In RSS vs. Atom
, Erik writes : "XML may not have been intended to be a manually manageable format, it is used that way everyday." I both agree and disagree on this sentence, because it mixes two camps of the XMLers. For the youngest ones, I must notice the 1999's "XML in 10 points
", which says XML is text, but isn't meant to be read
. Despite the firm will to prevent XML from being humanly read, it is
text. This was particularly true when we only had DTDs, which are human friendly. Do the test, try to navigate with incremental search inside a DTD with entity, element and attribute: quite easy.
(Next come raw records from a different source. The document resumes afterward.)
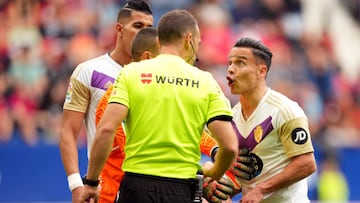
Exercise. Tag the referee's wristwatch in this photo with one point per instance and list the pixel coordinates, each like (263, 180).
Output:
(93, 183)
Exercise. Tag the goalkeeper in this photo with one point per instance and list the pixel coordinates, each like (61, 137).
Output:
(145, 46)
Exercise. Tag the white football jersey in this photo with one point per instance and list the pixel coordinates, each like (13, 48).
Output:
(276, 131)
(87, 85)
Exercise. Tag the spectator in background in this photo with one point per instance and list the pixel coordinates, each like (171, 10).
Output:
(332, 185)
(88, 83)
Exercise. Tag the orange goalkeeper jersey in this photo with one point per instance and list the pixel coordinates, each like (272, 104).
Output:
(112, 174)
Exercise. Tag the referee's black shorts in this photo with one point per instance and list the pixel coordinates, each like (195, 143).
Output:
(139, 188)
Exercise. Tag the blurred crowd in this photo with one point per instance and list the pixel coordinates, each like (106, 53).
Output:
(316, 47)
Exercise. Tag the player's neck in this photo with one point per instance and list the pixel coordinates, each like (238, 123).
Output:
(120, 57)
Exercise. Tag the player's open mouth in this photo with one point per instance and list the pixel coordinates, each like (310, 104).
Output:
(230, 81)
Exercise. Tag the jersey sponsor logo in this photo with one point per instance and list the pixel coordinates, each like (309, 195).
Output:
(177, 81)
(299, 136)
(258, 132)
(146, 78)
(69, 93)
(101, 80)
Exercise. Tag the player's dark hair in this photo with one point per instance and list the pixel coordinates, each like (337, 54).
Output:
(145, 40)
(134, 5)
(258, 49)
(174, 24)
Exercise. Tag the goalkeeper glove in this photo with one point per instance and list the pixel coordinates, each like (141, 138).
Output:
(217, 191)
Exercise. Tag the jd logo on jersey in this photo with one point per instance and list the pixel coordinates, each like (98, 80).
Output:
(146, 78)
(299, 136)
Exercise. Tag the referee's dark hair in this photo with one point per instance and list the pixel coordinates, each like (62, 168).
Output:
(134, 5)
(259, 50)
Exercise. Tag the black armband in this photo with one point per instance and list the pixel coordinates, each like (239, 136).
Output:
(221, 118)
(213, 153)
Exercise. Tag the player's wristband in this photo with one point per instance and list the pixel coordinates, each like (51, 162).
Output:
(74, 181)
(213, 153)
(93, 183)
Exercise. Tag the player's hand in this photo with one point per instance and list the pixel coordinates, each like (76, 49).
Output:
(243, 166)
(217, 191)
(76, 193)
(89, 195)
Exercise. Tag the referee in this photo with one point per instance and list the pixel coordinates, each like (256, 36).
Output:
(165, 103)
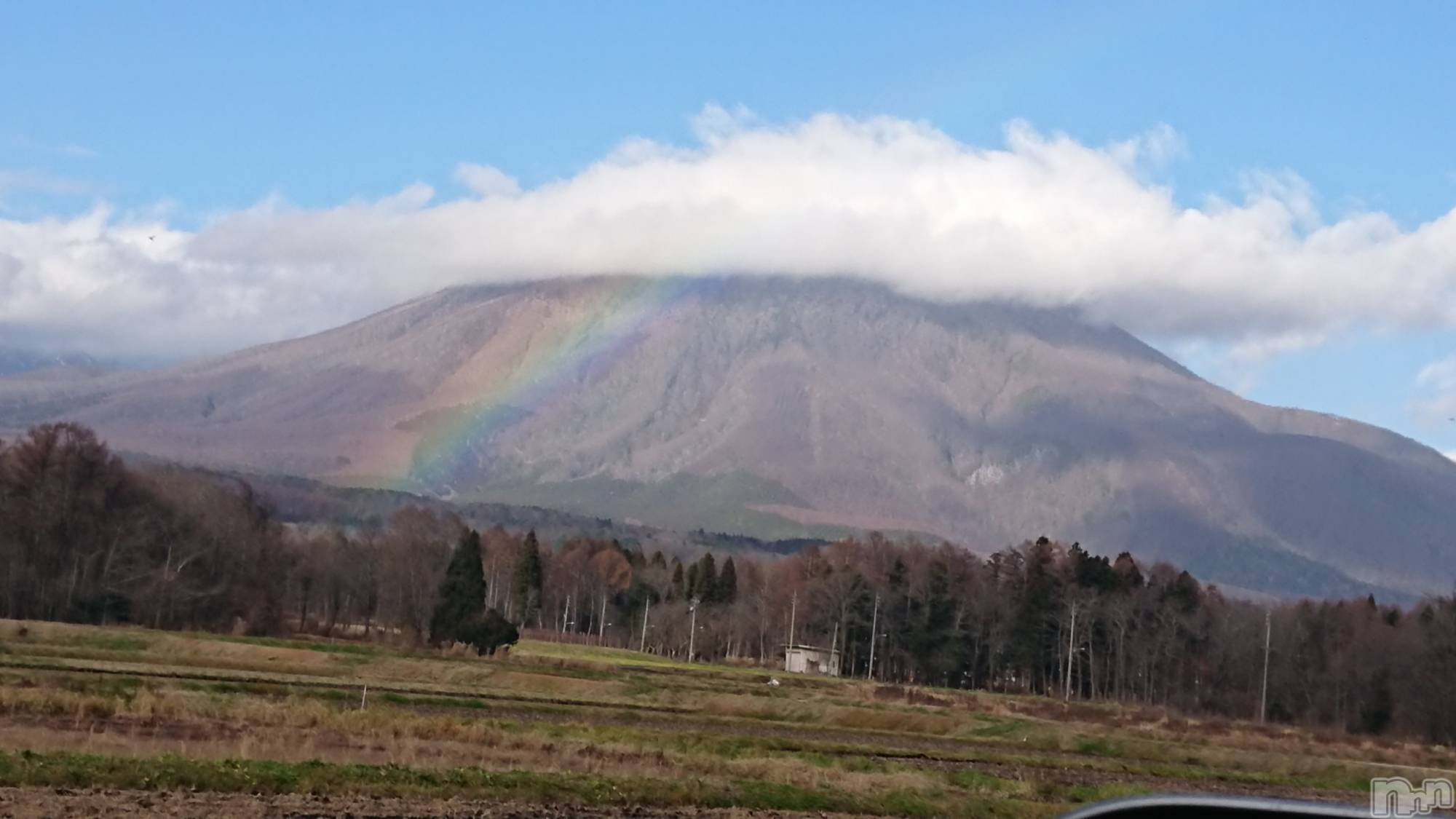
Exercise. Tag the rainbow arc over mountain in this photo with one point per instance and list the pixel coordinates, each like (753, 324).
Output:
(615, 317)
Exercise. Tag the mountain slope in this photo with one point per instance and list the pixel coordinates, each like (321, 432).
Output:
(767, 405)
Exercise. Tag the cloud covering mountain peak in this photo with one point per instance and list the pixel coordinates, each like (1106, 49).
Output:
(1043, 219)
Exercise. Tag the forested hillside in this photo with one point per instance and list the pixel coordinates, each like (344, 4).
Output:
(84, 538)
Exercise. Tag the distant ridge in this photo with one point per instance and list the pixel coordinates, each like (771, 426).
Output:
(783, 408)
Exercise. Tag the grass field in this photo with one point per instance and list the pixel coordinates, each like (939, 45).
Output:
(129, 714)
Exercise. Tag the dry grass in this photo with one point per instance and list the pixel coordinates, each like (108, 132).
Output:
(583, 710)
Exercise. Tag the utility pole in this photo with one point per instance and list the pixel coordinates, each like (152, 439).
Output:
(1265, 688)
(692, 630)
(874, 630)
(834, 649)
(1072, 636)
(794, 608)
(646, 609)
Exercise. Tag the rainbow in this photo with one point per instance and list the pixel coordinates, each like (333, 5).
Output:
(617, 315)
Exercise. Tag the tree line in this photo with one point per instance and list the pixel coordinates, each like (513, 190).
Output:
(85, 538)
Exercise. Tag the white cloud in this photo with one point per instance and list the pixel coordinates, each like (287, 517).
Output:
(1435, 401)
(1043, 219)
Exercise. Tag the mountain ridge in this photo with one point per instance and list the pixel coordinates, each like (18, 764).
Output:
(832, 401)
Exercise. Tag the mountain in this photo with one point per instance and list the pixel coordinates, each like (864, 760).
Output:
(784, 407)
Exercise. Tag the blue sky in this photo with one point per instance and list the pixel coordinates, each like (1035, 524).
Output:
(181, 114)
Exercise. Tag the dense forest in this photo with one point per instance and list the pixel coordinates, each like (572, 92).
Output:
(85, 538)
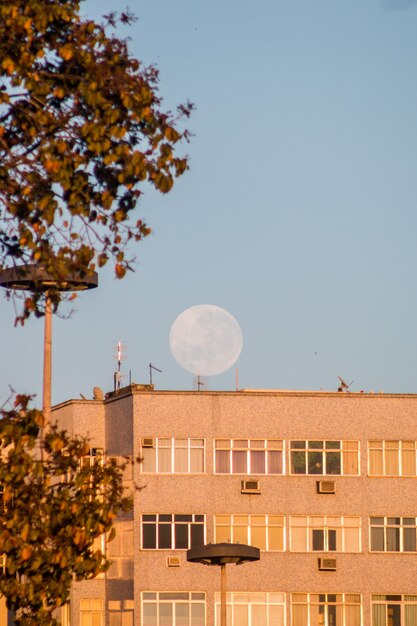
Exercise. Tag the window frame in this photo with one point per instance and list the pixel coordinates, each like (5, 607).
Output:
(400, 600)
(385, 449)
(386, 526)
(172, 523)
(248, 446)
(160, 445)
(329, 524)
(310, 602)
(254, 598)
(160, 598)
(325, 450)
(250, 529)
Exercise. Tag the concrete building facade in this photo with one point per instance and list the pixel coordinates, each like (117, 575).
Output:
(323, 483)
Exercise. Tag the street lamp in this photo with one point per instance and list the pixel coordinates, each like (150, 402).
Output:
(35, 278)
(222, 554)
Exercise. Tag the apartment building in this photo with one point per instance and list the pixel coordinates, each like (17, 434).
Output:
(323, 483)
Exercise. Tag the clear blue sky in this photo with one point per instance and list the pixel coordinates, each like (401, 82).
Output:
(298, 214)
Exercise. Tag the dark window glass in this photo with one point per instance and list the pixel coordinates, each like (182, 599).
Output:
(393, 539)
(332, 539)
(318, 539)
(332, 445)
(409, 538)
(197, 534)
(315, 463)
(181, 536)
(164, 536)
(333, 463)
(183, 518)
(298, 463)
(149, 536)
(315, 445)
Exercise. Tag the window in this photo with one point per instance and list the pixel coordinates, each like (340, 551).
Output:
(91, 612)
(252, 609)
(95, 455)
(172, 532)
(393, 534)
(173, 609)
(324, 457)
(265, 532)
(394, 610)
(326, 609)
(392, 458)
(120, 612)
(248, 456)
(325, 533)
(173, 456)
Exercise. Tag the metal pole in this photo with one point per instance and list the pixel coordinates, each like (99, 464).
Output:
(223, 616)
(47, 362)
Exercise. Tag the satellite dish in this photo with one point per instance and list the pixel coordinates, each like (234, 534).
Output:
(205, 340)
(98, 394)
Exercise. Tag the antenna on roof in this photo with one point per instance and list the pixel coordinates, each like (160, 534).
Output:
(344, 386)
(152, 367)
(117, 378)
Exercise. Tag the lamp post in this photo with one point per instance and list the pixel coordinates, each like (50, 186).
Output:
(221, 554)
(32, 278)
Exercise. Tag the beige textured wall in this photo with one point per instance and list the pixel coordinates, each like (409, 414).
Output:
(278, 415)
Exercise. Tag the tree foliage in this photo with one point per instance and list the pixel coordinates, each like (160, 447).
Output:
(81, 131)
(53, 509)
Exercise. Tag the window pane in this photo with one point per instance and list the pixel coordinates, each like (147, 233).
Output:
(258, 537)
(197, 460)
(164, 536)
(259, 614)
(274, 462)
(298, 539)
(148, 460)
(377, 539)
(408, 462)
(239, 462)
(222, 461)
(393, 539)
(409, 535)
(181, 460)
(149, 536)
(197, 614)
(391, 463)
(318, 539)
(257, 461)
(181, 536)
(376, 466)
(165, 614)
(331, 540)
(149, 614)
(298, 463)
(164, 460)
(275, 538)
(315, 462)
(197, 535)
(333, 463)
(182, 615)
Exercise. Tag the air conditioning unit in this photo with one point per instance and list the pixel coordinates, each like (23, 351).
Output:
(326, 486)
(250, 486)
(326, 565)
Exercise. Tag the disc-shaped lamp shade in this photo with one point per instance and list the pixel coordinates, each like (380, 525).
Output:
(223, 553)
(33, 277)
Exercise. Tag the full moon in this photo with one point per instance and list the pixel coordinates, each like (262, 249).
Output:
(205, 340)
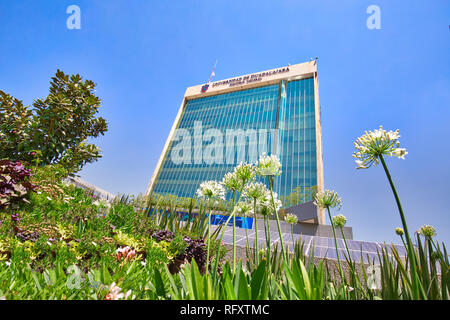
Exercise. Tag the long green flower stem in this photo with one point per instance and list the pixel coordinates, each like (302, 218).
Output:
(233, 212)
(352, 266)
(278, 219)
(256, 230)
(415, 280)
(234, 233)
(209, 235)
(246, 232)
(335, 243)
(292, 234)
(267, 233)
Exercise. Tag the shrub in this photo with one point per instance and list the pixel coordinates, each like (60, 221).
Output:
(14, 184)
(54, 129)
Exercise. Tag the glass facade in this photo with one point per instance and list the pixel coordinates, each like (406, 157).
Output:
(217, 132)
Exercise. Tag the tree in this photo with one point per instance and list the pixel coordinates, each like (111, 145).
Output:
(55, 129)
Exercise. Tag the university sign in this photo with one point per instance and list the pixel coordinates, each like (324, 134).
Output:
(256, 77)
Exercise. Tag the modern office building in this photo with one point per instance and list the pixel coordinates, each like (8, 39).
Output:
(222, 123)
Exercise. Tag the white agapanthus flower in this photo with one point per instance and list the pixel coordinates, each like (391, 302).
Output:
(268, 165)
(427, 231)
(372, 145)
(327, 199)
(211, 190)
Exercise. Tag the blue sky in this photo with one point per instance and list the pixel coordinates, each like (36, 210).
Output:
(143, 55)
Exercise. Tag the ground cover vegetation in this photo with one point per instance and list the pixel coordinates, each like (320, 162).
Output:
(58, 241)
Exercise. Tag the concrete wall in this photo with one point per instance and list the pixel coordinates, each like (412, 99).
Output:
(310, 229)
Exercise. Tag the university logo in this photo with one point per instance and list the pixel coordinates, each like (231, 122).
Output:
(205, 87)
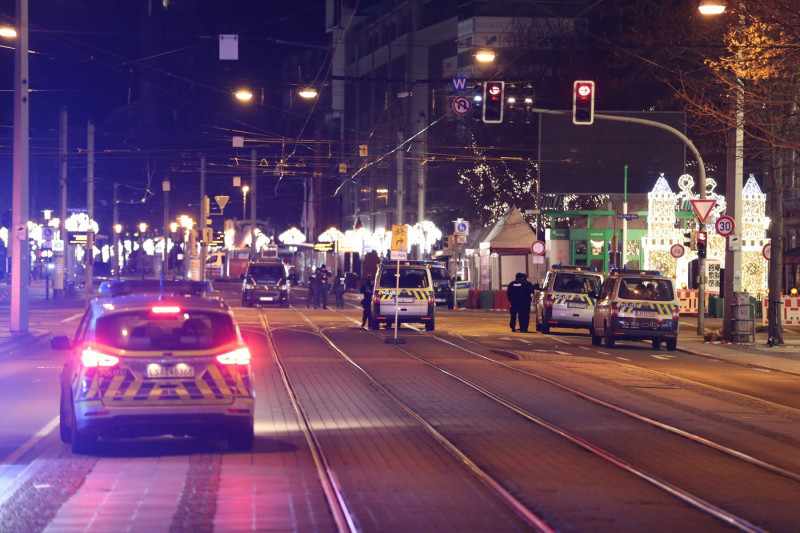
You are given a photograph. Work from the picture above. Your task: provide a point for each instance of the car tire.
(672, 344)
(597, 340)
(656, 344)
(609, 339)
(81, 442)
(242, 440)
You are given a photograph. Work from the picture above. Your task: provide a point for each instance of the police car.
(412, 284)
(150, 365)
(566, 299)
(636, 305)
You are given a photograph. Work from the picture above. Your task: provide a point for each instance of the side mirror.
(60, 342)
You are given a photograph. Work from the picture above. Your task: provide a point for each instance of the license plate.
(181, 370)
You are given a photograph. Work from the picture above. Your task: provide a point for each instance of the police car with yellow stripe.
(404, 292)
(566, 299)
(636, 305)
(152, 364)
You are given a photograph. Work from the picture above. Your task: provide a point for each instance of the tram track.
(699, 503)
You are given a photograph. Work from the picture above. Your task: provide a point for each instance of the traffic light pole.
(701, 286)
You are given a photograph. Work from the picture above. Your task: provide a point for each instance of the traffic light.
(493, 100)
(702, 241)
(690, 240)
(583, 102)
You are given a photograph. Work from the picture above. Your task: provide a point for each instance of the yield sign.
(702, 208)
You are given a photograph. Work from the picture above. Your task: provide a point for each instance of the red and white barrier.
(790, 313)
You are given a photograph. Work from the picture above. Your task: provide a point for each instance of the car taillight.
(93, 358)
(239, 356)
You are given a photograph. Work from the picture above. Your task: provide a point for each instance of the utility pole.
(253, 203)
(89, 257)
(20, 252)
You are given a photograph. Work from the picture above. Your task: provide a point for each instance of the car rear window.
(646, 289)
(186, 330)
(576, 283)
(266, 272)
(410, 278)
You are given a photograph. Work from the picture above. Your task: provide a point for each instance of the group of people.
(519, 292)
(320, 285)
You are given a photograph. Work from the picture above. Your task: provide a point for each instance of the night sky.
(151, 81)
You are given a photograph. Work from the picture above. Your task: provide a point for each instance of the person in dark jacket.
(519, 294)
(366, 301)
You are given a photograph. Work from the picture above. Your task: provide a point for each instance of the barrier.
(791, 311)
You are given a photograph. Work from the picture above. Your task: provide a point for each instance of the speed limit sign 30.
(725, 226)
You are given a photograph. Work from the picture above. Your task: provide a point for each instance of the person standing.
(519, 294)
(366, 301)
(324, 278)
(337, 288)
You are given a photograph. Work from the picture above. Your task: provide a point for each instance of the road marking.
(33, 441)
(71, 318)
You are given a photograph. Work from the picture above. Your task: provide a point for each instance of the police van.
(636, 305)
(404, 292)
(566, 300)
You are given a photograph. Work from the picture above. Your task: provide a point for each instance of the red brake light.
(93, 358)
(239, 356)
(165, 309)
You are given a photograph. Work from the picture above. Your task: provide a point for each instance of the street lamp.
(142, 229)
(734, 178)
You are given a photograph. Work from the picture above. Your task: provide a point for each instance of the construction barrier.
(791, 310)
(687, 301)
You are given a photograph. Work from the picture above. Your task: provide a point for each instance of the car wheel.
(656, 344)
(672, 344)
(63, 427)
(81, 442)
(609, 340)
(596, 339)
(242, 440)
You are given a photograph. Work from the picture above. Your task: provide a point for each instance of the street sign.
(400, 238)
(462, 105)
(702, 208)
(725, 226)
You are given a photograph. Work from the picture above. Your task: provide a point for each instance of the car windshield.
(184, 330)
(266, 272)
(576, 283)
(658, 290)
(410, 278)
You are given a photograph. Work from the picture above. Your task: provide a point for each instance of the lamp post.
(142, 229)
(734, 179)
(117, 255)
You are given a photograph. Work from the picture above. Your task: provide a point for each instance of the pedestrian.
(337, 288)
(313, 290)
(366, 302)
(324, 285)
(519, 297)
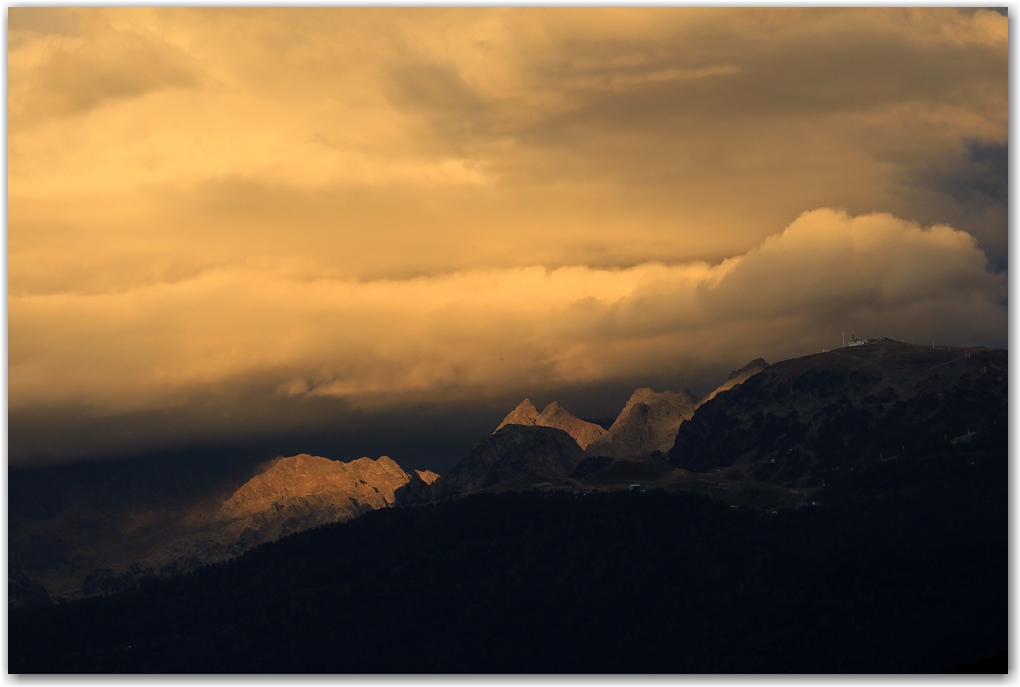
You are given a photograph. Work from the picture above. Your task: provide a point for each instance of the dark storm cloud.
(969, 191)
(285, 222)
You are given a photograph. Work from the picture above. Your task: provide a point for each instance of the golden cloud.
(492, 331)
(398, 204)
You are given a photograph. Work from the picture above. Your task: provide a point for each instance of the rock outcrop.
(555, 416)
(648, 423)
(800, 421)
(426, 476)
(511, 452)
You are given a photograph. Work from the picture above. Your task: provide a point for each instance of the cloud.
(493, 333)
(79, 67)
(389, 206)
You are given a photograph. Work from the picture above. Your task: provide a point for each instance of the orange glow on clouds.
(392, 205)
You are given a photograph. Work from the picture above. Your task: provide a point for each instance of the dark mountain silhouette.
(781, 536)
(903, 569)
(648, 423)
(85, 548)
(23, 592)
(511, 452)
(736, 377)
(802, 420)
(554, 416)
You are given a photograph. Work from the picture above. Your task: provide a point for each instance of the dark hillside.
(802, 420)
(903, 569)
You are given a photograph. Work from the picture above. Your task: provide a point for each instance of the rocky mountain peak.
(648, 423)
(524, 414)
(554, 416)
(426, 476)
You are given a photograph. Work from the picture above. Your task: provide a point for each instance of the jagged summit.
(648, 422)
(525, 414)
(554, 416)
(511, 452)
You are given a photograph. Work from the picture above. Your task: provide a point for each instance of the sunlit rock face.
(554, 416)
(648, 422)
(291, 494)
(426, 476)
(511, 452)
(343, 485)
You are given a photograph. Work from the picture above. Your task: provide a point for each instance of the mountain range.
(844, 512)
(768, 436)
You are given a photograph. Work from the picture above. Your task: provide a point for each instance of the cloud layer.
(486, 333)
(390, 206)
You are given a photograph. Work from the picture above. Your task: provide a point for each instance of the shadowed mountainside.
(511, 452)
(648, 423)
(79, 547)
(802, 420)
(554, 416)
(735, 378)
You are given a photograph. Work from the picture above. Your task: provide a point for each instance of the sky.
(374, 230)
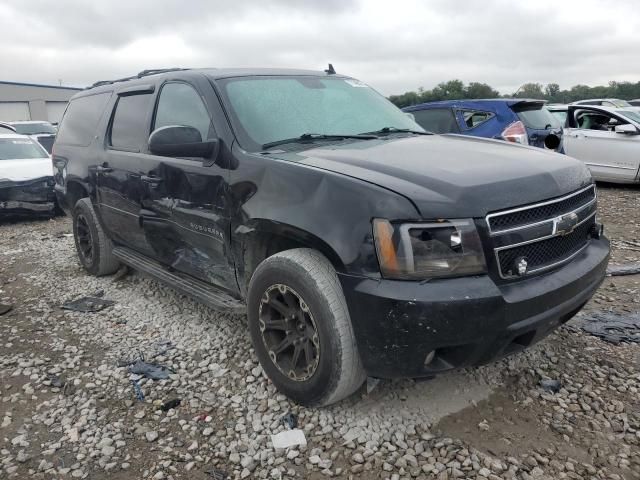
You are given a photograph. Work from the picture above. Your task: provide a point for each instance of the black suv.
(357, 243)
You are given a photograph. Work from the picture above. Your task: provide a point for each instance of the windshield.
(33, 128)
(20, 148)
(630, 114)
(269, 109)
(617, 103)
(537, 117)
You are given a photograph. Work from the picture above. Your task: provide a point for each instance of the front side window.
(20, 149)
(34, 128)
(180, 104)
(80, 120)
(473, 118)
(269, 109)
(129, 125)
(437, 120)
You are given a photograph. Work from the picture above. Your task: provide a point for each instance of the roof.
(470, 101)
(21, 84)
(26, 122)
(213, 73)
(13, 135)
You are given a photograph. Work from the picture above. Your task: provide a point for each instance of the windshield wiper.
(317, 136)
(388, 130)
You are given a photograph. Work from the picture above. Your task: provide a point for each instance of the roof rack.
(144, 73)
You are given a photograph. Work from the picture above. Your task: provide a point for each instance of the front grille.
(545, 253)
(541, 212)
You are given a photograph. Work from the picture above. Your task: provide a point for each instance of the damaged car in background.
(26, 177)
(356, 243)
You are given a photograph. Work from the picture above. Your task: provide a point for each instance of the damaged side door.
(195, 239)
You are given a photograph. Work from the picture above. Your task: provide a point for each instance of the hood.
(452, 176)
(21, 170)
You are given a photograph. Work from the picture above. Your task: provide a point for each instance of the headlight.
(418, 251)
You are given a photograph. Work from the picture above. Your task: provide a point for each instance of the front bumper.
(417, 329)
(27, 197)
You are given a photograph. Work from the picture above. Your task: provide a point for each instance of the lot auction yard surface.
(67, 410)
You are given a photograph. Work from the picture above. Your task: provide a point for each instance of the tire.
(92, 244)
(305, 278)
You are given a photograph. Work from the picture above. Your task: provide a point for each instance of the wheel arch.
(262, 238)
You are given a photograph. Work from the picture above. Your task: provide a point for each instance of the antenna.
(330, 70)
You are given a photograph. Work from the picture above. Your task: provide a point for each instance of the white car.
(607, 139)
(41, 131)
(26, 177)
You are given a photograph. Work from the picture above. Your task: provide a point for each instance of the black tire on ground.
(92, 244)
(295, 294)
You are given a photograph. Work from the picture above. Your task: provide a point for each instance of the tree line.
(456, 89)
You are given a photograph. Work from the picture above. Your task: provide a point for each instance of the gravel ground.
(68, 410)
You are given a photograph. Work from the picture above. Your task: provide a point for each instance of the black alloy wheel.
(289, 332)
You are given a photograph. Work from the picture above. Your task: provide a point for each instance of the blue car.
(512, 119)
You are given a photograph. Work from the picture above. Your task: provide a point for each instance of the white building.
(28, 101)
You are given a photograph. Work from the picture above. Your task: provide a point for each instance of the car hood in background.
(452, 176)
(25, 169)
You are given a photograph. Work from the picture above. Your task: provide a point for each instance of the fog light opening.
(429, 358)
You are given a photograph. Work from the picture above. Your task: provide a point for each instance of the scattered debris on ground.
(88, 304)
(69, 407)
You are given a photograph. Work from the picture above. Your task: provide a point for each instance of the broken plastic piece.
(628, 269)
(56, 381)
(289, 420)
(217, 474)
(138, 391)
(150, 370)
(168, 405)
(288, 438)
(372, 383)
(550, 385)
(88, 304)
(609, 326)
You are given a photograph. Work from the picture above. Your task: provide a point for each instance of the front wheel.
(301, 330)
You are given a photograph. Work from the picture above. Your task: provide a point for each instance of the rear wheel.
(92, 244)
(301, 330)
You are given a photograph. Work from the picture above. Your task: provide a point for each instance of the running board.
(201, 291)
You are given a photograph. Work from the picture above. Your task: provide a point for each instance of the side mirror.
(181, 141)
(626, 128)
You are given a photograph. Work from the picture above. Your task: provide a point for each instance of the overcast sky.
(394, 46)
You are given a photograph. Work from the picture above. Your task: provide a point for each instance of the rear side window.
(438, 120)
(473, 118)
(81, 119)
(129, 126)
(537, 116)
(180, 104)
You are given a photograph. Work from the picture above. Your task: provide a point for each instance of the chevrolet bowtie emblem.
(565, 224)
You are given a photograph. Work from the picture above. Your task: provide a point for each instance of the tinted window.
(34, 128)
(180, 104)
(79, 123)
(20, 148)
(536, 116)
(129, 128)
(473, 118)
(267, 109)
(440, 120)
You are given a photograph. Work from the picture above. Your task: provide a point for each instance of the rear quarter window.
(80, 120)
(437, 120)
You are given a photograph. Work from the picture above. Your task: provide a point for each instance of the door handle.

In the same text, it is sayed that HTML was never meant as well to be human readable, which is a half-truth to say the best. Even if Tim Berners-Lee made many efforts to provide tools to author and browse the new WWW, HTML was designed to be authored easily and quickly without dedicated tools. This goal has been completely lost between HTML 3.2 and CSS2, but now we can make beautiful human-readable HTML code, and that's why so much HTML is still done by hand nowadays.
At some point in the process, some years ago of course, companies like MicroSoft decided that DTD was not enough, so was born XML Schema. XML Schema is the perfect illustration of how a text format can be human unreadable. It has frightened lots of newcomers (well, at least me), because at the time in 2000 when I was reading Dr. Dobbs Journal, there was no compelling reason to use Schema. Strong validation wasn't a requirement when the primary thing to teach was the difference between "well-formed" and "valid". So both camps still exists, the industrials who made us realize that 'S' in "SOAP" doesn't mean "Simple", and the artisans, happy to have an accessible hierarchical text format.